Brett Rabatin, an analyst with First Horizon National Corp.'s FTN Midwest Research in Nashville, is skeptical of First Financial's near-term growth prospects. He said the company "got lucky" in finding the Glen Rose, Stephensville, and Clyde acquisitions.

"They are very selective and will not pay three times tangible book," Mr. Rabatin said. "And with deal metrics so pricey now, I don't think they are going to make another acquisition for another year and a half to two years."

But Mr. Dueser said First Financial is actively looking, knocking on the doors of small banks in these outlying communities. And banks are coming to First Financial, he said, including some of the 80 that use it as their correspondent bank. One lure is that banks bought by First Financial are given plenty of independence.

First Financial retains the charter of banks it acquires in new markets, keeping all the employees and the board intact. When it buys in markets where it is established, it merges the bank into the nearest First Financial subsidiary.

The holding company's 10 banks range in asset size from $831 million for the Abilene bank to $107 million for Eastland National. The banks have their own boards made up of community leaders, and each bank's management team makes the lending decisions and chooses how to become involved in its community.

However, back-office processing is centralized at the parent company.

"This gives the individual banks the decision-making process and pricing decisions without having to worry about all the operations and technology," Mr. Dueser said.
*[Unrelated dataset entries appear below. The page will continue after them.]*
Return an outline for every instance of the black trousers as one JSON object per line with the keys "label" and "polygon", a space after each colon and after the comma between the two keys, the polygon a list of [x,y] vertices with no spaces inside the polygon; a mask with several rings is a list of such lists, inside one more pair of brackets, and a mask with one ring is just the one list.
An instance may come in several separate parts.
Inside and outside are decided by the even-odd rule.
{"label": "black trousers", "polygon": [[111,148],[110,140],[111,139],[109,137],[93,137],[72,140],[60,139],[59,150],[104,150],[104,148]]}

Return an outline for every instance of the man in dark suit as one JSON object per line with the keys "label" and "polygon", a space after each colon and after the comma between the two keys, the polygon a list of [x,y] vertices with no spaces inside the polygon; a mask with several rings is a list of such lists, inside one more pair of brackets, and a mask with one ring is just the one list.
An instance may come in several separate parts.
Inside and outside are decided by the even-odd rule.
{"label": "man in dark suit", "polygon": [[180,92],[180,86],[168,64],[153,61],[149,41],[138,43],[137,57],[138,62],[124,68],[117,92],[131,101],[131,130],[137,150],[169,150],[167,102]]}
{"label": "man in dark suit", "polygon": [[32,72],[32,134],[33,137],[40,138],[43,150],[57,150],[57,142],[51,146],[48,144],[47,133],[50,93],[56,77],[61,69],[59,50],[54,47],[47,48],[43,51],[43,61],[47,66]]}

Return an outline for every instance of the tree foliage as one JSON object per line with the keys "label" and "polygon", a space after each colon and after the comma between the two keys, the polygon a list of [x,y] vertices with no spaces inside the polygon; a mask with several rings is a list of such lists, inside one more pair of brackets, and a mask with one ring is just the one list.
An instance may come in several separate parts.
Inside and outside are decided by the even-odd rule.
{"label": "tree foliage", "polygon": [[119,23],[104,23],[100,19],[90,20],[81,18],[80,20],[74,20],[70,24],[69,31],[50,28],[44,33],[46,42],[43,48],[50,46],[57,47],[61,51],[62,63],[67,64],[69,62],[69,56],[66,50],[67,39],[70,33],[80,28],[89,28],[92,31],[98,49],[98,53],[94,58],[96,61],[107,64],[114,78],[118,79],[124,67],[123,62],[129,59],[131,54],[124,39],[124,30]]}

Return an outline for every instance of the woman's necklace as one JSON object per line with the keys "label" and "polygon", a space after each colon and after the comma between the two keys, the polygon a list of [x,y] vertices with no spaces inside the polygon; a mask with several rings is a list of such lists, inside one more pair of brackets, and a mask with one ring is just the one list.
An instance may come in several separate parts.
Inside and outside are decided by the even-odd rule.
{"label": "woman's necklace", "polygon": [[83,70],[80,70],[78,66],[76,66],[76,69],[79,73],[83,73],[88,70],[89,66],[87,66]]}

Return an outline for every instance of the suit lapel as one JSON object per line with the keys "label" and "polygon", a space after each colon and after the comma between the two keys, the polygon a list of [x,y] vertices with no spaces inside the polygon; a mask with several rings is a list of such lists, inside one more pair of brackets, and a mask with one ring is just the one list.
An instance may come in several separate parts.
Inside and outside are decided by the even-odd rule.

Each of the 10 banks can decide how and when to implement First Financial's new rebranding initiative. In the past year five of them have changed their name to First Financial Bank; three others plan to do so in the next few months, and two are keeping their name.

Customers of one bank have always been able to use the others, and a common name would make this convenience more apparent, Mr. Dueser said.

Though multibank holding companies are often saddled with duplicate costs for marketing and other expenses, First Financial's efficiency ratio was 49.5% in the first quarter, well below the average of 55.5% for banks with assets of $1 billion to $10 billion, according to the Federal Deposit Insurance Corp.

First Financial traces its history to 1890, when the flagship Farmers and Merchants National Bank opened. It was the only Abilene bank to survive the Great Depression, and the company's predecessor, First Abilene Bankshares, weathered the oil and real estate collapse of the 1980s, when more than 500 banks in the state failed.

Mr. Dueser has been with the company for three decades, taking over as CEO five years ago. He led its expansion from its west Texas base.

Scott Alaniz, an analyst who covers Texas banks for Sandler O'Neill & Partners LP in New York, said that by focusing on quieter markets First Financial has steered clear of the pricing wars in the major metropolitan areas.

Its weighted cost of deposits is 0.84%, Mr. Alaniz said, versus 1.40% at the $1.1 billion-asset Texas United Bancshares Inc. of La Grange, which does business in San Antonio and Austin.

"They have a real advantage over a lot of other banks in Texas," Mr. Alaniz said. "First Financial really is the proverbial big fish in a little pond."